In Italy, a 1911 law allows municipalities to set a maximum price for "coffee without service" — that is, standing at the bar — and it rarely costs more than $1, making a quick coffee surrounded by strangers the norm.
It's that sort of ritual that makes "a public space where a lot of people can talk about several arguments without [thinking about their] differences about class, about culture, about the financial situation, about religion," said Cerulo.
There is, in part, an economic reason to try to get World Heritage status for the drink, says Jonathan Morris, a professor at the University of Hertfordshire in England and the author of several books on coffee, including Coffee: A Global History.
As coffee capsules and fancy "hipster" coffee gain dominance around the world, Italian producers hope the UNESCO initiative "will enable them to maintain their position, not just in the Italian market, but also in the world market — because obviously that's where the profits are to be made at this point," said Morris.
Paying a coffee forward in Naples
The same week that the consortium launched its coffee campaign in Rome, a different group in the southern Italian city of Naples put forward their own, separate bid to get Neapolitan coffee recognized by UNESCO.
The Neapolitan group argues that the local culture surrounding coffee, which often includes spending time over a coffee at home in the morning with loved ones, is separate from the high-speed coffee culture of northern Italy, and deserves special recognition.
"There are comedians who do skits showing how the Milanese get dressed and do four other things while drinking their morning coffee," said Francesco Emilio Borrelli, a regional politician and the head of the Neapolitan coffee group pushing for this separate heritage status.
"In Naples, it's the opposite. It's about relating to those close to you," he said.
Included in the Naples bid is a tradition that some local cafés have been trying to revive, known as caffè sospeso, or "suspended coffee."
The idea is that you pay for two coffees, but you leave the receipt for the second coffee in a big container at the café. Later on, someone else can come by and use that receipt to get a free coffee.
Traditionally, "it was an anonymous gift for someone who came by later and couldn't afford a coffee," said Gennaro Ponziani, manager of the iconic Neapolitan Caffè Gambrinus, which claims to be the birthplace of the caffè sospeso.

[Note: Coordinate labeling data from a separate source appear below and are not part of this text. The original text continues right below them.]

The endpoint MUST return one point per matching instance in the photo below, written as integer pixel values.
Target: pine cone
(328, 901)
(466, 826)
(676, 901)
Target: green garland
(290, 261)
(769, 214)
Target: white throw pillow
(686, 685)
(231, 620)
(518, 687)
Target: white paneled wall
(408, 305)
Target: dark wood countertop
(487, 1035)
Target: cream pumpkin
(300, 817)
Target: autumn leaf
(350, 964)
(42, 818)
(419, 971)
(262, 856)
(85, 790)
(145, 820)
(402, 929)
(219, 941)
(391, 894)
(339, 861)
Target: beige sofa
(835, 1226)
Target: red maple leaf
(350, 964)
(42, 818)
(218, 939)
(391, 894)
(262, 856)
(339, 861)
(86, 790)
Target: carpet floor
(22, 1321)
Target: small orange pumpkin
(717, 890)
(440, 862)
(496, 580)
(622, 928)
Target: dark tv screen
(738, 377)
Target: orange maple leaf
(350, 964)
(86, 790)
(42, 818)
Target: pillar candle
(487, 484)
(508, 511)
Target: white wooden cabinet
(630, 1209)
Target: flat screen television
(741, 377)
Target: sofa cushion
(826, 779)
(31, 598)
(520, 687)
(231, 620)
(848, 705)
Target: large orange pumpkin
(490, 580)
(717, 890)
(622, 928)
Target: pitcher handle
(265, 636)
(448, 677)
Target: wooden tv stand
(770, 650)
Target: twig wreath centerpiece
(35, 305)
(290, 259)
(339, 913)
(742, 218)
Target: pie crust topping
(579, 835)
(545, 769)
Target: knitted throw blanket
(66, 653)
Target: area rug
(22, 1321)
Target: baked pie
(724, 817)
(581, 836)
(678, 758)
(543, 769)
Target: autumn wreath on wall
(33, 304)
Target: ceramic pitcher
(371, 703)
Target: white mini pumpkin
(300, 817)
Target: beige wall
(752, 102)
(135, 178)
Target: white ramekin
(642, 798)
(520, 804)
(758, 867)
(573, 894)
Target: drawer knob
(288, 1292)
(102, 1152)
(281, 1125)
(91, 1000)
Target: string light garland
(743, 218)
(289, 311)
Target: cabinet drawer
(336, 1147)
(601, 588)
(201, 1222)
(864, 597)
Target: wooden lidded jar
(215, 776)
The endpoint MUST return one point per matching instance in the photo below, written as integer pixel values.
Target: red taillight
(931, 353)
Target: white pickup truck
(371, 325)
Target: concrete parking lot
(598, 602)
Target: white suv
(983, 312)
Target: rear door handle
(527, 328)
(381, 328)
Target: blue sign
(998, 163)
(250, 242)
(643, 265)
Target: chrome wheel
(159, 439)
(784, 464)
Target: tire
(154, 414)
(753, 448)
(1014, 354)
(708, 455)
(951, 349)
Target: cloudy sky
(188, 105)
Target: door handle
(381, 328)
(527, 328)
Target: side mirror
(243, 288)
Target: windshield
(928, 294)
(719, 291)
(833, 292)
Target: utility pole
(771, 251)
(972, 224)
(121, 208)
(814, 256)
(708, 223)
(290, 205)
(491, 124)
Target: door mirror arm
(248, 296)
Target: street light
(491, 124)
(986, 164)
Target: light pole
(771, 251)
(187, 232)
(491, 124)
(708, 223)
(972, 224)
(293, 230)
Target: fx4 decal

When Caffè Gambrinus celebrated its 150th anniversary 10 years ago, it decided to bring the caffè sospeso tradition back to life. Now the practice is being picked up in some other coffee shops in the city.
Antonio, a 68-year-old man from Naples, told The Current that he comes to Gambrinus nearly every day to get a caffè sospeso.
"I've had some bad luck in life, so I'm glad for this tradition," he said.